Ransom was quite a bit older than she looked-thirty-seven. When she was fifteen, she’d married a Cayman Islander by the name of Ebanks, a turtle fisherman. She had two sons, one now twenty, the other, her firstborn, died when he was fourteen.
“The dragon got him,” she told me. “The mangrove lakes on Cat Island, they ain’t got no bottom. Flow right out to the big ocean, man, through caves. My son, Tucker-I named him after Daddy, understand?-my dear lil’ boy, he went swimmin’ in a lake we call ‘Horse Eatin’ Hole.’ That ’cause it got a dragon living down in its caves that come out at night and eats horses. But my young Tucker, he just laugh when people tell him that. He say, ‘That just superstition, man!’ Smart? That lil’ boy, he was smart! Readin’ books all the time, collecting butterflies and bugs to study. The islanders, they all laugh and call him a fool when he say they no dragon. So what that strong lil’ boy do? He go to Horse Eatin’ Hole and swim at night just to prove himself. Went down in the black water, and he never came up. Lil’ Tucker, he not a good swimmer and the dragon got him sure enough.
“That night right there almost kill me, too. It were the worst night of my life. When they come tol’ me, I don’t remember nothing for three or four months afterwards. Nothin’ except my throat hurting from the sound of my crying.”
I found that story touching on several levels, and not only because tears welled in Ransom’s eyes as she told it.

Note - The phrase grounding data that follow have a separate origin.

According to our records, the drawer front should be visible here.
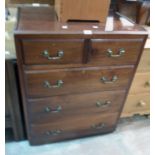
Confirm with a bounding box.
[90,39,143,66]
[137,48,150,72]
[28,90,126,124]
[129,72,150,94]
[29,113,118,144]
[25,67,133,98]
[122,93,150,115]
[22,39,84,65]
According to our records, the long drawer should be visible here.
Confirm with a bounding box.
[29,112,118,145]
[25,66,134,98]
[28,90,126,124]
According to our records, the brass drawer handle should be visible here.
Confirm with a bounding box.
[45,130,62,136]
[96,101,111,108]
[137,100,146,107]
[101,75,118,84]
[91,123,106,129]
[42,50,64,60]
[44,106,62,113]
[107,48,125,58]
[43,80,63,88]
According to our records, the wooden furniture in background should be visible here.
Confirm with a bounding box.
[5,9,26,141]
[117,0,150,25]
[5,60,25,141]
[137,1,150,25]
[14,7,147,145]
[55,0,110,22]
[122,41,150,117]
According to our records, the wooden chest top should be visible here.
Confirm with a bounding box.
[15,7,147,36]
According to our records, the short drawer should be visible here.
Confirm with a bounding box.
[29,112,118,145]
[90,39,143,66]
[25,67,134,98]
[28,90,126,124]
[129,72,150,94]
[122,93,150,116]
[22,39,84,65]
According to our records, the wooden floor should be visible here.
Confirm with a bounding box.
[5,115,150,155]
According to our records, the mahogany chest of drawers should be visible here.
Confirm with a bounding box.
[14,7,147,145]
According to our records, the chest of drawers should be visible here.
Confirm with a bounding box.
[14,7,147,145]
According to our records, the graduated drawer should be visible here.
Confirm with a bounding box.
[122,93,150,117]
[25,66,134,98]
[22,39,84,65]
[90,39,143,66]
[129,72,150,94]
[29,112,118,145]
[28,90,126,124]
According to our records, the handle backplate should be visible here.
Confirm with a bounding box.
[43,80,63,88]
[96,101,111,108]
[101,75,118,84]
[42,50,64,60]
[107,48,125,58]
[91,123,106,129]
[44,105,62,113]
[45,130,62,136]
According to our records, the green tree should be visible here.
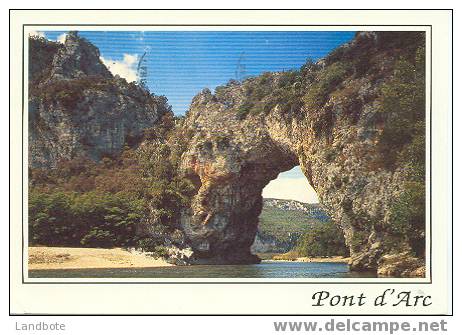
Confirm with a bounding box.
[294,222,349,257]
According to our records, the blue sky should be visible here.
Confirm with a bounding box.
[43,31,355,116]
[40,30,355,202]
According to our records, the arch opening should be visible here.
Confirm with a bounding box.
[252,166,349,261]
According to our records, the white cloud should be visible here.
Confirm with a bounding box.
[28,31,45,38]
[262,177,319,204]
[57,33,67,44]
[29,31,66,44]
[100,53,139,82]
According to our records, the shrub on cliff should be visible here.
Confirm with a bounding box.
[136,141,195,229]
[235,70,306,119]
[388,181,425,256]
[31,76,104,107]
[303,62,351,112]
[378,46,425,170]
[379,45,426,257]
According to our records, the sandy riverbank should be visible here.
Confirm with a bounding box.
[28,247,173,270]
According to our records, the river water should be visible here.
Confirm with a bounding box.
[29,261,376,278]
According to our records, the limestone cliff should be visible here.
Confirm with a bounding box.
[179,32,426,276]
[263,198,331,222]
[28,32,171,168]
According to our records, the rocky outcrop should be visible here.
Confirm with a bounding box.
[250,231,283,254]
[48,31,112,81]
[179,32,426,276]
[28,32,171,168]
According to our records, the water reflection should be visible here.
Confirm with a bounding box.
[29,261,377,279]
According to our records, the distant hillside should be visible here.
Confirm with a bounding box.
[251,198,332,253]
[263,198,331,222]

A woman who believed in dragons. A woman who believed in taking control of her own destiny and beginning a second life-her Womanly Life, she called it.

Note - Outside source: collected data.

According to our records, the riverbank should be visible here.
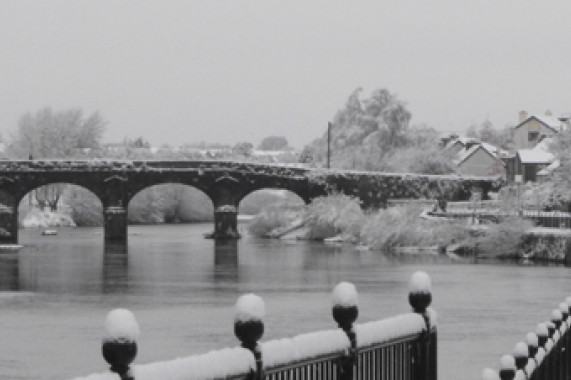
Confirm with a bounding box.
[248,194,570,263]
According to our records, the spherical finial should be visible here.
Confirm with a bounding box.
[234,293,265,350]
[102,308,139,378]
[525,332,538,357]
[551,309,563,328]
[408,271,432,313]
[536,323,548,346]
[559,302,569,319]
[332,282,358,331]
[513,342,528,370]
[545,321,555,337]
[499,355,516,380]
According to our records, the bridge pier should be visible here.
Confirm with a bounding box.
[104,206,128,244]
[0,205,18,244]
[206,205,240,239]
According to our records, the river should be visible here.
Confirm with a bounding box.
[0,223,569,379]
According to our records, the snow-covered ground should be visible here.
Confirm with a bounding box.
[20,209,76,228]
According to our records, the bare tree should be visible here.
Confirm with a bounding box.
[10,108,106,210]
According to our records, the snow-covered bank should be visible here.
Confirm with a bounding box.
[20,209,76,228]
[247,195,571,262]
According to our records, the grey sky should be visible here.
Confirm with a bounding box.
[2,1,571,149]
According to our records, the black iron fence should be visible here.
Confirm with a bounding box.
[74,272,437,380]
[483,296,571,380]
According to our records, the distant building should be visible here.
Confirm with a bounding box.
[453,142,506,177]
[512,138,555,183]
[512,110,568,150]
[442,134,506,177]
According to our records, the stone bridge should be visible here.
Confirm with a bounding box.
[0,160,503,244]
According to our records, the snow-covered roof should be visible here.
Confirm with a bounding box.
[537,159,560,176]
[517,149,554,164]
[453,143,505,167]
[515,114,565,132]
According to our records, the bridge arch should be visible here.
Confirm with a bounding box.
[14,183,104,243]
[238,188,306,215]
[127,183,214,224]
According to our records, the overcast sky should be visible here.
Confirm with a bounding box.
[2,1,571,149]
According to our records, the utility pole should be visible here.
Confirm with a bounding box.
[327,122,331,169]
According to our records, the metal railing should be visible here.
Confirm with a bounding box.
[483,296,571,380]
[74,272,437,380]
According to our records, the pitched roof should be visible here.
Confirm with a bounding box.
[514,115,565,132]
[454,143,505,167]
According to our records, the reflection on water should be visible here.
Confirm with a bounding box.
[102,244,129,294]
[213,239,238,283]
[0,255,19,290]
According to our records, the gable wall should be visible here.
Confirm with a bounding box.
[513,119,557,150]
[457,148,505,177]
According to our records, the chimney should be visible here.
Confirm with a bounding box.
[545,110,552,116]
[519,110,528,122]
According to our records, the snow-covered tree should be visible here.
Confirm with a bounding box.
[10,108,106,159]
[301,91,453,174]
[258,136,290,151]
[10,108,106,210]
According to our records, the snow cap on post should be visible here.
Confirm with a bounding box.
[102,308,139,379]
[234,294,265,351]
[512,342,528,370]
[551,309,563,328]
[104,308,140,343]
[408,271,432,314]
[482,368,500,380]
[559,302,569,320]
[525,332,539,358]
[235,293,265,323]
[499,355,516,380]
[332,282,358,308]
[535,323,548,347]
[332,282,358,331]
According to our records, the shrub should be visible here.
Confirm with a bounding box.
[247,206,303,237]
[474,217,534,258]
[360,205,468,250]
[304,193,365,240]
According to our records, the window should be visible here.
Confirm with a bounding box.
[528,131,539,142]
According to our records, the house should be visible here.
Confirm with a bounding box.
[452,142,506,177]
[513,139,555,183]
[512,110,568,150]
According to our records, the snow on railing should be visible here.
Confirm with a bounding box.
[483,296,571,380]
[74,271,437,380]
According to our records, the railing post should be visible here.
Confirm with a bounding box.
[566,298,571,379]
[551,309,564,380]
[559,302,570,380]
[234,294,265,380]
[513,342,528,373]
[536,323,549,379]
[101,309,139,380]
[499,355,516,380]
[525,333,539,377]
[546,321,557,380]
[332,282,359,380]
[409,271,436,380]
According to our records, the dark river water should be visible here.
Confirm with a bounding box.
[0,223,570,379]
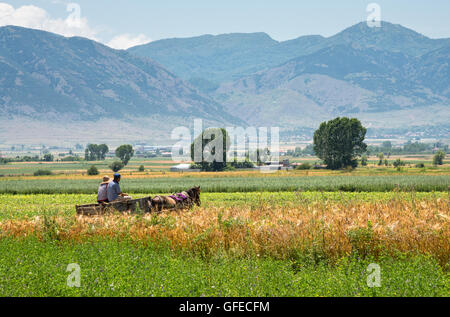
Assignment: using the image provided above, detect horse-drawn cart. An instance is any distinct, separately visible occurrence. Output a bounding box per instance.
[75,187,201,216]
[76,197,152,216]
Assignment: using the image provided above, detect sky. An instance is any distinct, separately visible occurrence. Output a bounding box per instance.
[0,0,449,49]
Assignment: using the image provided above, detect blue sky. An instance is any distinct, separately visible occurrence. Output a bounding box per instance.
[1,0,449,48]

Which is exactly what she decided to do.
Looking at Ransom, it was difficult to imagine her fat and soft. No… it was impossible, looking at those legs, that hard body. According to her, though, the death of her son was the beginning of a physical decline that nearly ruined her. “I had me a job waitressing at the little restaurant down at New Bight. I’d drink goat milk shakes and eat sweets all day long, still always so tired I could barely make myself walk home to bed. Got so, my husband, he wouldn’t touch me. I strip my clothes off, man, he look the other way.”